A wheel is rotating with frequency of 500 rpm on a shaft, second identical wheel initially at rest is suddenly coupled on same shaft. The frequency of the resultant combination is

To solve the problem, we need to determine the frequency of the resultant combination when a second identical wheel, initially at rest, is coupled to a rotating wheel. ### Step-by-Step Solution: 1. **Identify the initial conditions**: - The first wheel is rotating at a frequency of \( f_1 = 500 \) rpm. - The second identical wheel is initially at rest, so its frequency \( f_2 = 0 \) rpm. 2. **Understand the concept of coupling**: - When two identical wheels are coupled on the same shaft, they will share the same angular velocity after coupling. - The total angular momentum of the system must be conserved. 3. **Calculate the initial angular momentum**: - The angular momentum \( L \) of a rotating wheel can be expressed as \( L = I \omega \), where \( I \) is the moment of inertia and \( \omega \) is the angular velocity. - For the first wheel, the angular velocity \( \omega_1 \) can be calculated from its frequency: \[ \omega_1 = 2\pi \times \frac{f_1}{60} = 2\pi \times \frac{500}{60} \text{ rad/s} \] 4. **Calculate the moment of inertia**: - Since both wheels are identical, let the moment of inertia of one wheel be \( I \). - The total initial angular momentum of the system is: \[ L_{initial} = I \omega_1 + I \omega_2 = I \omega_1 + 0 = I \omega_1 \] 5. **Determine the final angular momentum**: - After coupling, both wheels will rotate together at a new frequency \( f_f \).
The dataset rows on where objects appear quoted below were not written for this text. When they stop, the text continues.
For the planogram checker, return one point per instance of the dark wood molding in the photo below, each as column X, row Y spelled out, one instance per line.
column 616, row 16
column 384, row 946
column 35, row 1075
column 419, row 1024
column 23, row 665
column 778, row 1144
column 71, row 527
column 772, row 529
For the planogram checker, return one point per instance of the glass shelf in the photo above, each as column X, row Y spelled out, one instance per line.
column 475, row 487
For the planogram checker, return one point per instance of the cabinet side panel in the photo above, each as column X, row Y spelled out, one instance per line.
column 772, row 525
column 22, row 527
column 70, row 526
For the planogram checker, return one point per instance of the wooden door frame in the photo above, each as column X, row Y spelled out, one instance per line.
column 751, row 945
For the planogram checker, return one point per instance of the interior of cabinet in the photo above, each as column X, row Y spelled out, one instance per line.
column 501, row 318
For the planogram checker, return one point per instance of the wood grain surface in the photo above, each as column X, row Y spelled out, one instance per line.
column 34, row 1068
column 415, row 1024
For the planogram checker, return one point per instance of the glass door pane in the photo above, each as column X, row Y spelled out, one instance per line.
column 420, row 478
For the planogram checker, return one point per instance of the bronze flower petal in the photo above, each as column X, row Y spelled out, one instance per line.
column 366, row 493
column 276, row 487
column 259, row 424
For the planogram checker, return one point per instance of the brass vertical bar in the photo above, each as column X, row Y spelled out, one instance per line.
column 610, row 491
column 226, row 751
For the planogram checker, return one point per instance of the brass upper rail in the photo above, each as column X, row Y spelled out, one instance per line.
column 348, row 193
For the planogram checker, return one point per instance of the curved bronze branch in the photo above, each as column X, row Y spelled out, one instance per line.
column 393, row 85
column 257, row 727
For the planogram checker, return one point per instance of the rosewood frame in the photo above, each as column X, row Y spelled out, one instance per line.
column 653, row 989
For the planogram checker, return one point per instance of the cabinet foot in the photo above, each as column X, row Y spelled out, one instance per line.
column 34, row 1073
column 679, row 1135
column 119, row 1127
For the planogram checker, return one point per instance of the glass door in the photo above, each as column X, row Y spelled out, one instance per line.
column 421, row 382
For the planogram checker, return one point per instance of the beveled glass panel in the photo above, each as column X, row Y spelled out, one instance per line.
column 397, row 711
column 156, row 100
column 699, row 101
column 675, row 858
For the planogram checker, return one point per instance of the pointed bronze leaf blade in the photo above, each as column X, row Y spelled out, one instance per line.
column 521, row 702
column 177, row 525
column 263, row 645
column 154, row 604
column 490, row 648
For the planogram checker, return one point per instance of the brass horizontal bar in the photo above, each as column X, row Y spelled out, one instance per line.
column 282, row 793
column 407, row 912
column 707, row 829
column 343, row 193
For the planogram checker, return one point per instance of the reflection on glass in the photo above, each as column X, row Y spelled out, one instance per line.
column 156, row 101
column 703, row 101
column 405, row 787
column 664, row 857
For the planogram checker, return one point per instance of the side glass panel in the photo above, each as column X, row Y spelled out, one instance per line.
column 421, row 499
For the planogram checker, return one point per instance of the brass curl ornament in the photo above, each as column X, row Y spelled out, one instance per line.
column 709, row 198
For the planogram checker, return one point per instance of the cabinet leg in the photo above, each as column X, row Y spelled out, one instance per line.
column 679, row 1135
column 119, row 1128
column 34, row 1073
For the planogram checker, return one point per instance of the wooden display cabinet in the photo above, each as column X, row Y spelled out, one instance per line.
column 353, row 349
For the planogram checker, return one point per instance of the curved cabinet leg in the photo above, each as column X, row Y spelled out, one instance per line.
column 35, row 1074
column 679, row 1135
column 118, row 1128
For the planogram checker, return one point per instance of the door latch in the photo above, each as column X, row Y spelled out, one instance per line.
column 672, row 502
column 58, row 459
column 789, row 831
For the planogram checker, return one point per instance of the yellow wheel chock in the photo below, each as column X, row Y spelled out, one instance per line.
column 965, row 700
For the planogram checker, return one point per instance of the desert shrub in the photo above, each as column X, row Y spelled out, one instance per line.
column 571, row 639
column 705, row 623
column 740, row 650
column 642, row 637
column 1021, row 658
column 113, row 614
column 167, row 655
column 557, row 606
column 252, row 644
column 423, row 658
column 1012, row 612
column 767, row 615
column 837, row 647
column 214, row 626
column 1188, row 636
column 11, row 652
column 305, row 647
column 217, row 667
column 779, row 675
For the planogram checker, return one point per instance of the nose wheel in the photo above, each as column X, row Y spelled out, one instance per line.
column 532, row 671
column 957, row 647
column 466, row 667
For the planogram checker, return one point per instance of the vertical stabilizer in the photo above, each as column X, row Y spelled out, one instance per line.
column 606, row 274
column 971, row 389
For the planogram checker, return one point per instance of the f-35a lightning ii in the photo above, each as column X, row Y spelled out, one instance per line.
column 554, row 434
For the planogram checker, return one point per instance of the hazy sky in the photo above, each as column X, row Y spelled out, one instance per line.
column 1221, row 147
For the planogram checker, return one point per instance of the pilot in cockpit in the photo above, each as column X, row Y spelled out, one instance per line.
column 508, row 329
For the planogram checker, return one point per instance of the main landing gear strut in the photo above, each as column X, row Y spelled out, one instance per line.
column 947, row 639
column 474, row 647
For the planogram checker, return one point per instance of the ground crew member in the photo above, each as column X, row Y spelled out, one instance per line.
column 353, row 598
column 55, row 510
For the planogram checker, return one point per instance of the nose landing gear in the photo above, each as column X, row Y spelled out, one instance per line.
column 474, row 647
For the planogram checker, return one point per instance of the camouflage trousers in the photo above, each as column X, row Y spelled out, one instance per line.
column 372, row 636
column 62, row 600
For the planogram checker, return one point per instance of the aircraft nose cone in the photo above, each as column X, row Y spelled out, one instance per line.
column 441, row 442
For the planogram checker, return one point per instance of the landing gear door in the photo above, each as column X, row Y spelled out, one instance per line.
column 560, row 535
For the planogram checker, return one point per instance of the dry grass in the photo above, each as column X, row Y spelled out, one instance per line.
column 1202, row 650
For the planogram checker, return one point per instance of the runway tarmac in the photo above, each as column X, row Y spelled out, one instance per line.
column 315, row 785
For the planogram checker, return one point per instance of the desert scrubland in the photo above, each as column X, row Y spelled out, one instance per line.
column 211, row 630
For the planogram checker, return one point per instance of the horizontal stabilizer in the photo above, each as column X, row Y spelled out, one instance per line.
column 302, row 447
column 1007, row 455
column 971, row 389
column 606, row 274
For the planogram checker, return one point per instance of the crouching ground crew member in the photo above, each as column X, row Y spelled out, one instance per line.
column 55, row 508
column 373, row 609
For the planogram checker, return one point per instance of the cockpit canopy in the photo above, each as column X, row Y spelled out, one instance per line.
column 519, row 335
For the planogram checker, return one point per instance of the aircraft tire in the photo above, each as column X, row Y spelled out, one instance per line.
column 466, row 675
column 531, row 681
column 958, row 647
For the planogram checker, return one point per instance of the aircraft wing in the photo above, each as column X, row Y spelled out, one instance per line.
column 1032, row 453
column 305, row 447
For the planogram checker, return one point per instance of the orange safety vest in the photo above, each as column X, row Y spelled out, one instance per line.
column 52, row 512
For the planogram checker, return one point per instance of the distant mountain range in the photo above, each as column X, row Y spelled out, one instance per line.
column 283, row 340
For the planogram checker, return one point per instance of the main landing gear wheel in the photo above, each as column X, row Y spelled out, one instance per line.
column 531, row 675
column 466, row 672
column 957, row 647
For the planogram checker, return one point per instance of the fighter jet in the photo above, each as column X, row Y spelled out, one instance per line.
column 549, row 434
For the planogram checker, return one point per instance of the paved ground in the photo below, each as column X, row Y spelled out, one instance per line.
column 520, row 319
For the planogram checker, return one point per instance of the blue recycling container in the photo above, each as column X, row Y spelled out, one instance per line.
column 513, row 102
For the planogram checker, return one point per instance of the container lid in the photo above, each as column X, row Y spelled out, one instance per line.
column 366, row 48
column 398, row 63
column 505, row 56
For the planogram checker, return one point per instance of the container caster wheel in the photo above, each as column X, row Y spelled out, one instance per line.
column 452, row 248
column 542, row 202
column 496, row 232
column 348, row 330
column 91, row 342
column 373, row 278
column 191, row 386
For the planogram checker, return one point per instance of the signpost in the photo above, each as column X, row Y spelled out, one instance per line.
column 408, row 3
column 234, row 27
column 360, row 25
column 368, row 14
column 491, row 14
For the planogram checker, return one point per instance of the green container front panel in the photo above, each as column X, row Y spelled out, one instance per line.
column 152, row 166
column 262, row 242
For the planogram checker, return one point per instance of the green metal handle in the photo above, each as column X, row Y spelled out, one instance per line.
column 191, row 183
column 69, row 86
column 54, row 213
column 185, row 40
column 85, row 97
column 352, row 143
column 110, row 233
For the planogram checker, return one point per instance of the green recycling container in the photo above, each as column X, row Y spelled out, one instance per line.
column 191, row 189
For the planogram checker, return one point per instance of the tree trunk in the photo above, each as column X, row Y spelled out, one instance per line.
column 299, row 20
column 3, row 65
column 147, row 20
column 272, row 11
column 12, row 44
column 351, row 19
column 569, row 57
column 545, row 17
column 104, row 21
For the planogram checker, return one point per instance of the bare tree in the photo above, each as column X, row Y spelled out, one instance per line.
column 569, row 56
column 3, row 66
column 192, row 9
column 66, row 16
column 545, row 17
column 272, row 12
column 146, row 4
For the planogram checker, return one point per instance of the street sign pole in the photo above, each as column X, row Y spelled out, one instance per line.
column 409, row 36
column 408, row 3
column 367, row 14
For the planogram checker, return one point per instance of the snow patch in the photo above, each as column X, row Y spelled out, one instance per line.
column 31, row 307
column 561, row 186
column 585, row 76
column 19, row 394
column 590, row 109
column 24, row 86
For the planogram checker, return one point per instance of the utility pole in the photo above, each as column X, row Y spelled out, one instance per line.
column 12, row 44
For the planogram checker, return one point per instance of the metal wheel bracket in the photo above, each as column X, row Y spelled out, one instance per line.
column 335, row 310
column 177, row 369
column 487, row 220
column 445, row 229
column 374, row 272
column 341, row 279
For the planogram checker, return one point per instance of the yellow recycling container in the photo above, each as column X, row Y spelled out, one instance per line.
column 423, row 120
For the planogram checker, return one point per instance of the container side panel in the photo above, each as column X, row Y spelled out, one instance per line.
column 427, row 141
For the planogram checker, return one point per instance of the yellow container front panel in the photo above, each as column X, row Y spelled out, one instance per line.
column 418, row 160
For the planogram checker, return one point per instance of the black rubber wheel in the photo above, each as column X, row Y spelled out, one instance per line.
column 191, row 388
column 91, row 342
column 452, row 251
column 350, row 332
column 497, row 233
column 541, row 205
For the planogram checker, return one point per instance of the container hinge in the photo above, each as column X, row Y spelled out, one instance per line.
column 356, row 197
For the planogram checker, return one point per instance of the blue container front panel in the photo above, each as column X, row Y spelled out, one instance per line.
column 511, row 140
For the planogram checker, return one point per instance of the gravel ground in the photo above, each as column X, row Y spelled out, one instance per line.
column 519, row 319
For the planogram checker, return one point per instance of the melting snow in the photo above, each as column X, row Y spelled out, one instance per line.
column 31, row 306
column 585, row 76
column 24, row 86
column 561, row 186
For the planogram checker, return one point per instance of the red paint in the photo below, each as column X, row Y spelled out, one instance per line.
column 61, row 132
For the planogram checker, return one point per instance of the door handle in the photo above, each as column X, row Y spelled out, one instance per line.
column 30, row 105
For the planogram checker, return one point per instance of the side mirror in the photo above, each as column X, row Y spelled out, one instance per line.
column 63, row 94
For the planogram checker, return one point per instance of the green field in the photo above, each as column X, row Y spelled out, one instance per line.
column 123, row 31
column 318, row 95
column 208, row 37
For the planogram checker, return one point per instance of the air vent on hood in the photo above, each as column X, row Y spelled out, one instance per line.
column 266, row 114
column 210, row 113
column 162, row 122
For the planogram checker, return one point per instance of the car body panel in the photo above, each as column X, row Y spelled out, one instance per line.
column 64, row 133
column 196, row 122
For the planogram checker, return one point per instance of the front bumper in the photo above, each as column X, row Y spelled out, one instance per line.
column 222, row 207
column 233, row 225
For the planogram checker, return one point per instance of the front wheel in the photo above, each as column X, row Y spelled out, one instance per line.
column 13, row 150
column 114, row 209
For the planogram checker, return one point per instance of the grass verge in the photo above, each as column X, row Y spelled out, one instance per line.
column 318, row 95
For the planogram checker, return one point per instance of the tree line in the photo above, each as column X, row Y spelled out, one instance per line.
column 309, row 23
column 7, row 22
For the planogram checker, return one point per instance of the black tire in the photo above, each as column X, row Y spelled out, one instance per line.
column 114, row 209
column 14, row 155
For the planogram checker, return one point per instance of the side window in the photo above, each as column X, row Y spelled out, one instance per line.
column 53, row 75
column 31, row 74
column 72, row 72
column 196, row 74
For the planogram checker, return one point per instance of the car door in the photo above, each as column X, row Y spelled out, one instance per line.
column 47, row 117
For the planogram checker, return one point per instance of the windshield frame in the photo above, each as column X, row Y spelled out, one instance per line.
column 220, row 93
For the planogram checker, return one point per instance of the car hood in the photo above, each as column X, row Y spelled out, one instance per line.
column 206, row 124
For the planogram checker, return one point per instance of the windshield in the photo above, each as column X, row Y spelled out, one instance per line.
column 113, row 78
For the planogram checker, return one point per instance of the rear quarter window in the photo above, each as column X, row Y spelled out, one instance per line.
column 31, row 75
The angular velocity \( \omega_f \) will be: \[ \omega_f = 2\pi \times \frac{f_f}{60} \] - The total moment of inertia after coupling is \( 2I \) (since there are two identical wheels). - The final angular momentum is: \[ L_{final} = 2I \omega_f \] 6. **Apply conservation of angular momentum**: - According to the conservation of angular momentum: \[ L_{initial} = L_{final} \] - Substituting the expressions we have: \[ I \omega_1 = 2I \omega_f \] - We can cancel \( I \) from both sides (assuming \( I \neq 0 \)): \[ \omega_1 = 2 \omega_f \] 7. **Solve for the final angular velocity**: - Rearranging gives: \[ \omega_f = \frac{\omega_1}{2} \] 8. **Convert back to frequency**: - Since \( \omega_f = 2\pi \times \frac{f_f}{60} \), we can substitute: \[ \frac{500 \times 2\pi}{60} = 2 \left(2\pi \times \frac{f_f}{60}\right) \] - Simplifying gives: \[ f_f = \frac{500}{2} = 250 \text{ rpm} \] ### Final Answer: The frequency of the resultant combination after coupling the two wheels is **250 rpm**.